Закончив дело, трое отступили. Он висел над свитой – ХРИСЛАМСКИЙ, полураспятый младенец, так и не отдавший своего имени на поруганье.
Солнце уже вовсю полыхало, приближаясь к зениту. И янтарный полумесяц с впаянным в него крестом на груди Руслана, впитывая этот свет, раскалялся, разбрасывал колючие лучи. Они вонзались в зрачки палачей, заставляя их смаргивать и отводить глаза.
Рыбий плеск в воде отдалялся, стихал. Оборвались голоса шимпанзе и его инструмента. Ибо разбух над лесом, над оцепеневшим морем свистящий шепот обрядовой молитвы, что текла от недвижимого, с запрокинутым лицом Ядира:
– Радуйтесь и веселитесь дети Израйлевы… да извлечется кровь в память вечную… не яко отрока сего, но яко падшего Кудра… во имя Мордехая и Эсфири!
– Яко падшего Кудра, – заморожено и глухо опросталась повтором свита.
– Да исчезнет имя ЕГО! Да истребятся верующие в НЕГО, яко трава иссыхающая и воск тающий!

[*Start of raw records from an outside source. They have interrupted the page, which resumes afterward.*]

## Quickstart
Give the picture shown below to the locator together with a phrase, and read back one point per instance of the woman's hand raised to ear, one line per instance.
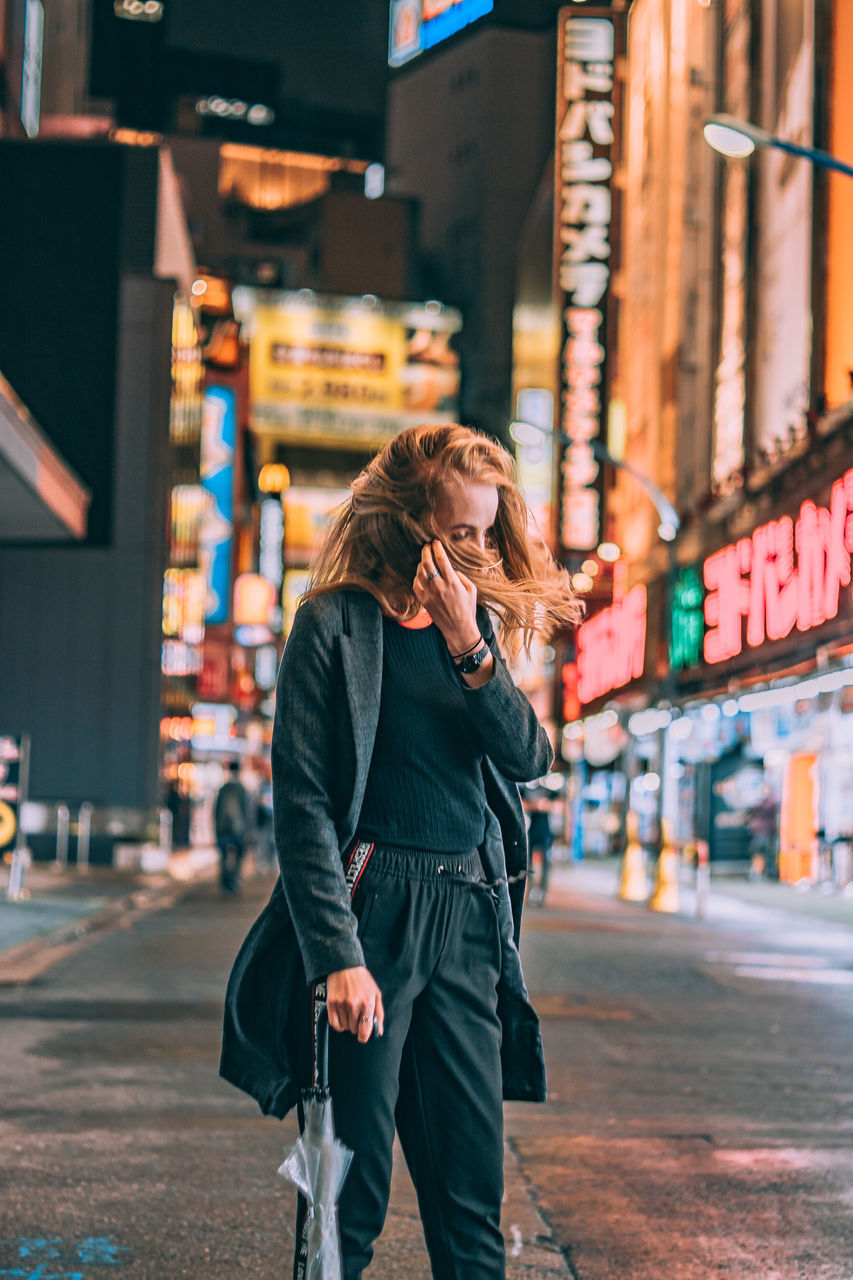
(448, 597)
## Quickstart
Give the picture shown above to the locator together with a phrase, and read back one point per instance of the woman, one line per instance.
(398, 743)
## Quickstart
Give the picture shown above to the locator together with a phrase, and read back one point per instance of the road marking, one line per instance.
(766, 959)
(825, 977)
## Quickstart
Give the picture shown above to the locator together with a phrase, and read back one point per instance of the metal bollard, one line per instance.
(83, 832)
(702, 878)
(21, 860)
(63, 823)
(165, 831)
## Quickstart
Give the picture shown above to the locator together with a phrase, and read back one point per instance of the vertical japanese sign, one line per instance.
(589, 44)
(783, 333)
(218, 438)
(14, 753)
(730, 380)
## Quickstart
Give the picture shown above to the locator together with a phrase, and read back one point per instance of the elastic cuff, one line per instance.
(332, 960)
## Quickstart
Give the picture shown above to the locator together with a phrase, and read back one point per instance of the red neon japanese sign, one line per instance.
(611, 647)
(788, 575)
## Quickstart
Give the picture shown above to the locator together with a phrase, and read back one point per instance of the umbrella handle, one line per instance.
(322, 1047)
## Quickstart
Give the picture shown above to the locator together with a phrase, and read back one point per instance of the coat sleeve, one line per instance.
(304, 766)
(505, 722)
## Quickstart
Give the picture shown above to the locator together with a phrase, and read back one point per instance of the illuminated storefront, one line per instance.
(761, 759)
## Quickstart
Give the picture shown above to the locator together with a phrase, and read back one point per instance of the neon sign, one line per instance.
(583, 214)
(418, 24)
(611, 647)
(688, 620)
(788, 575)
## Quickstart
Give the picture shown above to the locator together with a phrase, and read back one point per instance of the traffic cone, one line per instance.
(633, 885)
(666, 887)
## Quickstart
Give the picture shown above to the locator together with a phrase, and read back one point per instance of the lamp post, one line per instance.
(739, 138)
(667, 530)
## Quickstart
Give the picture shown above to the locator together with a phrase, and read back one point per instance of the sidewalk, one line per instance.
(729, 895)
(65, 905)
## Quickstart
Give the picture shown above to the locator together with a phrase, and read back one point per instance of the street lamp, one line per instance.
(739, 138)
(667, 530)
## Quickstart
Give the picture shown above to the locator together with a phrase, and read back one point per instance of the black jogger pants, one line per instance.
(430, 940)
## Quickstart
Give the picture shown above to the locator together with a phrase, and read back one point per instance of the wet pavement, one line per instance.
(699, 1121)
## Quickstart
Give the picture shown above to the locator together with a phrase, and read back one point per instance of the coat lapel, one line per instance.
(361, 661)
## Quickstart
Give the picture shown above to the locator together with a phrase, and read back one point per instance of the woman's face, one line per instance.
(465, 511)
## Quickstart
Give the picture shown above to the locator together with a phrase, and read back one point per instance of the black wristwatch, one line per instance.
(473, 662)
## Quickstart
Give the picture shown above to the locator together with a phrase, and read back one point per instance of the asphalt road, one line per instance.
(699, 1123)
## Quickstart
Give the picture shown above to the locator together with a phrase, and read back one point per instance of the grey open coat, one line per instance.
(325, 722)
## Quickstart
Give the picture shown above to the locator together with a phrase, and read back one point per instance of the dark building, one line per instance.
(85, 342)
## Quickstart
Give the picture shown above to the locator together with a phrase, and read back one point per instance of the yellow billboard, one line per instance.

– Да истребятся верующие в НЕГО, – торжествующей терцией повторили проклятие сестры.
– Мне… будет больно?! – оборвав молитву, вдруг слетел с дубовой выси вопрос полураспятого. С маленького лица, вознесенного над свитой, кричали две сине – перламутровые чаши глаз, из коих сочился ужас брошенного всеми. Глаза следили за Ядиром.
Властитель шел к дереву: его прервали!
Он широко шагал – свитая из коричневых мускулов голая махина, поудобнее перехватывая рукоятку трезубца. Он был здесь главным и только его еще не познал висящий на кресте, познавший до конца тех троих, кто начал распинатьего.
И этому, последнему из непознанных, задавал свой вопрос малыш: О ПРЕДСТОЯЩЕЙ БОЛИ.
– Да, маленькая скотина, – подтвердил, внезапно успокоившись, Ядир, – тебе здесь будет больно. Очень больно. Но ты должен терпеть. Ваш Бог терпел и вам велел.
Припомнил он греющую сердце идиому, вкрадчиво и ювелирно запущенную ими, зилотами, в гойские стада, чтобы сгибались те в покорном раболепии.
– Я буду терпеть, – содрогнулся, потеряв последнюю надежду, всеми брошенный. Он поднял ввысь глаза – прочь от двуногой стаи, готовясь принять РАСТЕРЗАНЬЕ.